I know the range. Do I know the domain?

We will use an auxiliary function $g:\mathbb{R}\to\mathbb{R}$ , defined by the same formula as $f$ , i.e. $g(x)=2018^x+x^{2019}$ , for all $x\in \mathbb{R}$ . Notice that this new function is defined over the whole set of real numbers.

Now, taking the derivative of $g$ , we have:

$g^{\prime}(x)=2018^x\ln2018+2019x^{2018}>0$ , for all $x\in \mathbb{R}$

$\Rightarrow\, g$ is increasing

$\Rightarrow\, g$ is injective (one-to-one).

This means that if $a\not=b$ then $g(a)\not=g(b)$ .
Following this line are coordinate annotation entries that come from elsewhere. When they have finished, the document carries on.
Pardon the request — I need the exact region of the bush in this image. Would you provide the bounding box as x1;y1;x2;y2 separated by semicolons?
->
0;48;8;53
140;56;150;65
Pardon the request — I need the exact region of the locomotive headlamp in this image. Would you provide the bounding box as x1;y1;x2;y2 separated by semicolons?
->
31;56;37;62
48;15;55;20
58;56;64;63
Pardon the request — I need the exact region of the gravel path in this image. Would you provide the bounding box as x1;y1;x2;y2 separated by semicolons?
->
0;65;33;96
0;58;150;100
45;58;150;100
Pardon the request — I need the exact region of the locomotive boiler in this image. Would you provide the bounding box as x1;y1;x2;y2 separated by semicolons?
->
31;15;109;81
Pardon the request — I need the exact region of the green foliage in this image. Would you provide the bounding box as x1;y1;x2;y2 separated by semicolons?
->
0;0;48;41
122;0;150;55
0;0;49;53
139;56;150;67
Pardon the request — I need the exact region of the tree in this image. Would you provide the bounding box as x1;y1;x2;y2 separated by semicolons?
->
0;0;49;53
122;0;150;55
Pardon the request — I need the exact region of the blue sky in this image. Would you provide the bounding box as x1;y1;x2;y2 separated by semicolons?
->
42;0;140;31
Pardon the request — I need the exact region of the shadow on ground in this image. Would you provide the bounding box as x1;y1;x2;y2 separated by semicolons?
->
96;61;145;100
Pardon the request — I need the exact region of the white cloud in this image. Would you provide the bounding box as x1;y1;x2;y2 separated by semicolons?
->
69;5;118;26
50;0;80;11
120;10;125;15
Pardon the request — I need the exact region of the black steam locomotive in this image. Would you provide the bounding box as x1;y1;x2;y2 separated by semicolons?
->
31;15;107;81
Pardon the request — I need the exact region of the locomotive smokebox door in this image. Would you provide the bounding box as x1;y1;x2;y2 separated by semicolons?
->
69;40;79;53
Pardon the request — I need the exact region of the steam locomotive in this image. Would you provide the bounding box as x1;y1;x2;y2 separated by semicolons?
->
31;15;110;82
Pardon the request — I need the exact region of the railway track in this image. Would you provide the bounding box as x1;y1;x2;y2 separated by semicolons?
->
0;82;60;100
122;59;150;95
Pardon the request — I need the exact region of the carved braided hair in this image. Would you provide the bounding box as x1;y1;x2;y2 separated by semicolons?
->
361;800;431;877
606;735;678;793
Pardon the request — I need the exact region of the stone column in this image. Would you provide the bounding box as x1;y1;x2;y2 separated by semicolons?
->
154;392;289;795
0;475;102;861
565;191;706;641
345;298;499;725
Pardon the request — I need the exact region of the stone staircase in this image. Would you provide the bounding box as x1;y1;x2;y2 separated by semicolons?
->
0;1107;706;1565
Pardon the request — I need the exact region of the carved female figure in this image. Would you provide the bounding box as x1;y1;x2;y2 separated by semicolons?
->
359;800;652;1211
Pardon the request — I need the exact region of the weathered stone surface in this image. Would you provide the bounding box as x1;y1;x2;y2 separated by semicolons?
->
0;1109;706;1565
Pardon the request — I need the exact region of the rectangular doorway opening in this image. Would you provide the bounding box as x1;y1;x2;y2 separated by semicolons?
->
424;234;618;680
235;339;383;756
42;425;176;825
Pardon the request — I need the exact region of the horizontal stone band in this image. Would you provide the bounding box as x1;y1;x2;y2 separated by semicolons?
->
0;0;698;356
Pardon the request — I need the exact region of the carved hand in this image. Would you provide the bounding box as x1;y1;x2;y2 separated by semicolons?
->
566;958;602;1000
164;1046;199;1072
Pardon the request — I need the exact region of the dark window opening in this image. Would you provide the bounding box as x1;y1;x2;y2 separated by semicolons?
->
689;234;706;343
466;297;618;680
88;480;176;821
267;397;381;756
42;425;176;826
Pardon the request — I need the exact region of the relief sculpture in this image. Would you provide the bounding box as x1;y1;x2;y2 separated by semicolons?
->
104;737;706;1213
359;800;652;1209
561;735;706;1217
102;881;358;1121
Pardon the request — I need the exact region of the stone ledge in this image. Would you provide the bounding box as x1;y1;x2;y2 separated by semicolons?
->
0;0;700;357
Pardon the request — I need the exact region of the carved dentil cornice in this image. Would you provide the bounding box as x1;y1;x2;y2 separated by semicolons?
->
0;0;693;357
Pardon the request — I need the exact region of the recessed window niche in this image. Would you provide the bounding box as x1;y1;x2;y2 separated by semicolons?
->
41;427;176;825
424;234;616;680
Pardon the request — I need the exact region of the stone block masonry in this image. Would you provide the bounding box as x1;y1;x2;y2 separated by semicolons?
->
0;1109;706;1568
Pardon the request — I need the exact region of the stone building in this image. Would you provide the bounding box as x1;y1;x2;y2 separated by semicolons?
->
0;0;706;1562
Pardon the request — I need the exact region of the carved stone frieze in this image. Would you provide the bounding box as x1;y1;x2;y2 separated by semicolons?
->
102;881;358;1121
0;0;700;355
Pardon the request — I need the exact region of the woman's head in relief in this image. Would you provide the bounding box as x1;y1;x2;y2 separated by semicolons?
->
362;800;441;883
Assume $A\not=\mathbb{R}$ . Then, there exists $x_0\in \mathbb{R}:\, x_0\not\in A$

Thus, for all $x\in A$ we have:

$x\not=x_0\Rightarrow\,g(x)\not=g(x_0)\Rightarrow\, f(x)\not=g(x_0)\Rightarrow\, g(x_0)\not\in f(A)$ .

But the latter is not true, since $f(A)=\mathbb{R}$ .

Therefor we conclude that $\color{#D61F06}{\boxed{A=\mathbb{R}}}$ , which furthermore means that finally $f$ is a bijection.